ここまでは前回の振り返りです。今朝は、第1章39節から56節より、御言葉の恵みにあずかりたいと願います。
1.エリザベトの祝福
39節と40節に、こう記されています。「その頃、マリアは出かけて、急いで山里に向かい、ユダの町に行った。そして、ザカリアの家に入ってエリサベトに挨拶をした」。マリアは、急いで、山里のユダの町にある、ザカリアの家に出かけて行きました。それは、天使からエリサベトが身ごもっていることを聞いたからです。36節で、天使はこう言っていました。「あなたの親類エリサベトも、老年ながら男の子を身ごもっている。不妊の女と言われていたのに、もう六か月になっている」。この天使の言葉を聞いて、マリアは、急いで、山里のユダの町にあるエリサベト叔母さんのもとを訪ねたのです。なぜ、マリアは、急いで、エリサベトに会いに行ったのでしょうか。天使が言ったことが本当であるかどうかを確かめるためでしょうか。そうではないと思います。マリアは、天使が語ったとおりのことがエリサベトの身に起こっていることを信じていたはずです。では、なぜ、急いで、エリサベトに会いに行ったのでしょうか。それは、神からいただいた恵みを一緒に喜ぶためであったと思います。マリアは、天使から、「あなたは神から恵みをいただいた。あなたは聖霊によって男の子を身ごもる。その子は聖なる者、神の子と呼ばれる」という御言葉をいただきました。その神からの恵みを一緒に喜べるただ一人の人、それがマリアにとって、エリサベトであったのです。

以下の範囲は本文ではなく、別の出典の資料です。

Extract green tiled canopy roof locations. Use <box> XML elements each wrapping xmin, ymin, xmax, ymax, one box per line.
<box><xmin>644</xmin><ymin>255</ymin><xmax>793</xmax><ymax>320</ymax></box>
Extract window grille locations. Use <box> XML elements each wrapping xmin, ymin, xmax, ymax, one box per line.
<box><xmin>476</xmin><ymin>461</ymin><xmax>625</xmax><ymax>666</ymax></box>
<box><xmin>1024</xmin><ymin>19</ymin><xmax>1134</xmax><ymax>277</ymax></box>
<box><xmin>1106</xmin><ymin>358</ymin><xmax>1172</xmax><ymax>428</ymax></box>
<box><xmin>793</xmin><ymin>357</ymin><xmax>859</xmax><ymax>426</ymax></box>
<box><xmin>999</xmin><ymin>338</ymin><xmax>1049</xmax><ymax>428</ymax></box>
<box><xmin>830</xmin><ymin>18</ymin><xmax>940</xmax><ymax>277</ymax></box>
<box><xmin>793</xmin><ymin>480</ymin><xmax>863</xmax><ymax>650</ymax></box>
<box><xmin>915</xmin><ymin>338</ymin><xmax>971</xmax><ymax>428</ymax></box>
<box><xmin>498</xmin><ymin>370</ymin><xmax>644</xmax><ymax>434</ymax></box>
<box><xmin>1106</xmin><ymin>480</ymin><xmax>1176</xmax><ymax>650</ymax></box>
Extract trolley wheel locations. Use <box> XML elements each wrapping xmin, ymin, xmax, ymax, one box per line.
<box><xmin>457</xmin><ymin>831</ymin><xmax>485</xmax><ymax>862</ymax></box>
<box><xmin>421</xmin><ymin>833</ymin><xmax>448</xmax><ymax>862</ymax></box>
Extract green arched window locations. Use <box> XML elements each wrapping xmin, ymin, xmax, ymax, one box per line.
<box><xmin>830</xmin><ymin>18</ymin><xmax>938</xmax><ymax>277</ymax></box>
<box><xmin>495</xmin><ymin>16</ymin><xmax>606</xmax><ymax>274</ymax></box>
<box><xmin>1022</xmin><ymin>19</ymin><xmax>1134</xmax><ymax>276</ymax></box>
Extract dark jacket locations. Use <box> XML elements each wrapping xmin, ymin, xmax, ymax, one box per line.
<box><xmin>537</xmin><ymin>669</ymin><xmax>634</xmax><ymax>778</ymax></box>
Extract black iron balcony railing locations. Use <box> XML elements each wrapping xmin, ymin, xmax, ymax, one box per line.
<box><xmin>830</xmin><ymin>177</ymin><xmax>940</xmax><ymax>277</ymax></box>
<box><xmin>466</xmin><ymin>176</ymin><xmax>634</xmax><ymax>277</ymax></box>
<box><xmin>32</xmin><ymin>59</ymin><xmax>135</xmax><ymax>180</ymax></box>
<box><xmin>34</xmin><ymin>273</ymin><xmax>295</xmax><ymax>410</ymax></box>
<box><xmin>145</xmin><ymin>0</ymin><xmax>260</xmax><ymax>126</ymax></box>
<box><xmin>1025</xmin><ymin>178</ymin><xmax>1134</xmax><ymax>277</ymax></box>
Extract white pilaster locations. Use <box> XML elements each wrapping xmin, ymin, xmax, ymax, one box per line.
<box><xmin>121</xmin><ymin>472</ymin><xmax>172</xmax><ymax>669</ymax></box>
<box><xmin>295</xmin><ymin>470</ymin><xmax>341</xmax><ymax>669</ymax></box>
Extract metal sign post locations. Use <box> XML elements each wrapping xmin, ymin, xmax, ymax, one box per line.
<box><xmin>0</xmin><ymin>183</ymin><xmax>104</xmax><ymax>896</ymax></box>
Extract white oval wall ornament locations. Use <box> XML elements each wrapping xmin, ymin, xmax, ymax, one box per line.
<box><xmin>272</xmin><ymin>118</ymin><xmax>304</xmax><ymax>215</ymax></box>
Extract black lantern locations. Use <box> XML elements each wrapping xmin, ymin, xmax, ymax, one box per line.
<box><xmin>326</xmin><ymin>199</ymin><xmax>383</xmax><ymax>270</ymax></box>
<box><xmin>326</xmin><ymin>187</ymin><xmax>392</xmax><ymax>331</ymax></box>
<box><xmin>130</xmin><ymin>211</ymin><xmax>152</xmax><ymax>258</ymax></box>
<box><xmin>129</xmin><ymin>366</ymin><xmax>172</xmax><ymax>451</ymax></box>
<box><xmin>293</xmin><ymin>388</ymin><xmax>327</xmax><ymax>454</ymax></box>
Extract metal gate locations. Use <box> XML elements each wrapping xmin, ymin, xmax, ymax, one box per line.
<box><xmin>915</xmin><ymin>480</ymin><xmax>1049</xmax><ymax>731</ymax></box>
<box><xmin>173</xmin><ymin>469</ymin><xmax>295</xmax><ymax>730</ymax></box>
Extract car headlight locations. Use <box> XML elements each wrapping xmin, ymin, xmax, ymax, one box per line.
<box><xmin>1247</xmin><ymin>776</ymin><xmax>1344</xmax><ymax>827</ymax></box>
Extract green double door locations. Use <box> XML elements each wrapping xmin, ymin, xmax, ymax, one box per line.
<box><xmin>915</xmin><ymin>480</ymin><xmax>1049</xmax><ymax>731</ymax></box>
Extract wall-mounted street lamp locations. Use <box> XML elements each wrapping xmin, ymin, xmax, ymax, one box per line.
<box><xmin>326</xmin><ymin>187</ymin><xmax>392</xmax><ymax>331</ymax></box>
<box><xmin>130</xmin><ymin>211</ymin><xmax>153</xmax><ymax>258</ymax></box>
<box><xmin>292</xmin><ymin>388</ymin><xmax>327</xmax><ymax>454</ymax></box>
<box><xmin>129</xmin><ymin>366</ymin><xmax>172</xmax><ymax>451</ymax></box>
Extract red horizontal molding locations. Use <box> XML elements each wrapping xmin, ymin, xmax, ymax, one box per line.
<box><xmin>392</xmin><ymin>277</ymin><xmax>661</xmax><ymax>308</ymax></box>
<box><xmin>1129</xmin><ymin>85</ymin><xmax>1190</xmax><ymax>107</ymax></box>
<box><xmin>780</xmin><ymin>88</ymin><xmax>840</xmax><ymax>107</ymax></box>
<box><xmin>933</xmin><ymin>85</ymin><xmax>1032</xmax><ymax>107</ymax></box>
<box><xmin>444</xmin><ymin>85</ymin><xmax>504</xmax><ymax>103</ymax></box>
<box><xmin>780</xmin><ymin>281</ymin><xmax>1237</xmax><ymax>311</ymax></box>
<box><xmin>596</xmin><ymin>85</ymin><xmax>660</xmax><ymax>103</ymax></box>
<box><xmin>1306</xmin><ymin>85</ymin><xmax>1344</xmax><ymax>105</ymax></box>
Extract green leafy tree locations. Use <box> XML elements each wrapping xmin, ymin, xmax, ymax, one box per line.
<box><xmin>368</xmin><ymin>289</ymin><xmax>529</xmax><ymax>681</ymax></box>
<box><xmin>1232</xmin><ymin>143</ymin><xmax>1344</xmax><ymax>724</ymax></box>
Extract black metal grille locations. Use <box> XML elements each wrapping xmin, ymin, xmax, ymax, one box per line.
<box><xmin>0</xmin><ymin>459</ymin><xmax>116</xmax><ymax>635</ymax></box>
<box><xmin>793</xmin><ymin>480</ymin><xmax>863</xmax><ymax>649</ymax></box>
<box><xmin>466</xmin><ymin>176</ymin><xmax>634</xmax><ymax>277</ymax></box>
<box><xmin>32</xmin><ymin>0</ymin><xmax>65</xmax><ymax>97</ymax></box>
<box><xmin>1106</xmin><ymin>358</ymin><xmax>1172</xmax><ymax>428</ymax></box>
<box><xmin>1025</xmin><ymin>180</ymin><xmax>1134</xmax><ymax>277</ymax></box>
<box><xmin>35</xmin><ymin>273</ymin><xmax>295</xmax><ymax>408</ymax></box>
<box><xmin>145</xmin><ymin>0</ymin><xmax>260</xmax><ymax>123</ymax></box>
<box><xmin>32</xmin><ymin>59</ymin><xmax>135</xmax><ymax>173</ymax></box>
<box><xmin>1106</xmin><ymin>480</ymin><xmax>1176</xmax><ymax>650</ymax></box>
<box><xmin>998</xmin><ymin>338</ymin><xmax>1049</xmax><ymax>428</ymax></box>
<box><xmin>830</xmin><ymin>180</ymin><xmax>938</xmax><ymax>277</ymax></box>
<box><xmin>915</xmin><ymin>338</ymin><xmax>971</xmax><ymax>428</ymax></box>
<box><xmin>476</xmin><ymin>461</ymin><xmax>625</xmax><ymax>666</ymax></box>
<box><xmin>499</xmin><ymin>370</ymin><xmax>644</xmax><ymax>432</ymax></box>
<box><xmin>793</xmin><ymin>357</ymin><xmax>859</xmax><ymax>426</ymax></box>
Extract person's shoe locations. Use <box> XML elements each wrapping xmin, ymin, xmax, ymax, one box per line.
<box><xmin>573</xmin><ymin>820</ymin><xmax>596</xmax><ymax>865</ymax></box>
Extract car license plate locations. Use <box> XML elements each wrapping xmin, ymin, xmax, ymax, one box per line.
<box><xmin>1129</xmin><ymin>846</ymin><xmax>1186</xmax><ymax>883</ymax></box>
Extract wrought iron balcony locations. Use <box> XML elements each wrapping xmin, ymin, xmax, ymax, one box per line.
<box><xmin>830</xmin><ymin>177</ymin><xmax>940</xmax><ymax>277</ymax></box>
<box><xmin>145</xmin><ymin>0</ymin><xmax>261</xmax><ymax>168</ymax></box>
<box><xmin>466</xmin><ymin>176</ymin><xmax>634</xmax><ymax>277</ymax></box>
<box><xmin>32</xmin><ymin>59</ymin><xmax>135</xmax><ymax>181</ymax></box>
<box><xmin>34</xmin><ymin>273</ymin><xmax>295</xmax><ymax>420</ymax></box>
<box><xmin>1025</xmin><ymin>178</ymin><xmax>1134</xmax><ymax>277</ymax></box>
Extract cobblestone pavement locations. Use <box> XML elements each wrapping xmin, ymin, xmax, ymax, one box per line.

マリアの挨拶をエリサベトが聞いたとき、その胎内の子が踊りました。エリサベトの胎内の子は、夫であるザカリアとの夫婦の交わりによって身ごもった子です。しかし、その子は、母の胎にいるときから聖霊に満たされていると告げられていました。15節から17節で、天使はザカリアにこう言っていました。「彼は主の前に偉大な人になり、ぶどう酒も麦の酒も飲まず、すでに母の胎にいるときから聖霊に満たされ、イスラエルの多くの子らをその神である主に立ち帰らせる。彼は、エリヤの霊と力で主に先立って行き、父の心を子に向けせ、逆らう者に正しい人の思いを抱かせ、整えられた民を主のために備える」。この男の子こそ洗礼者ヨハネですが、ヨハネは、母エリサベトのお腹の中にいるときから、イエス様を指し示す働きをしているのです。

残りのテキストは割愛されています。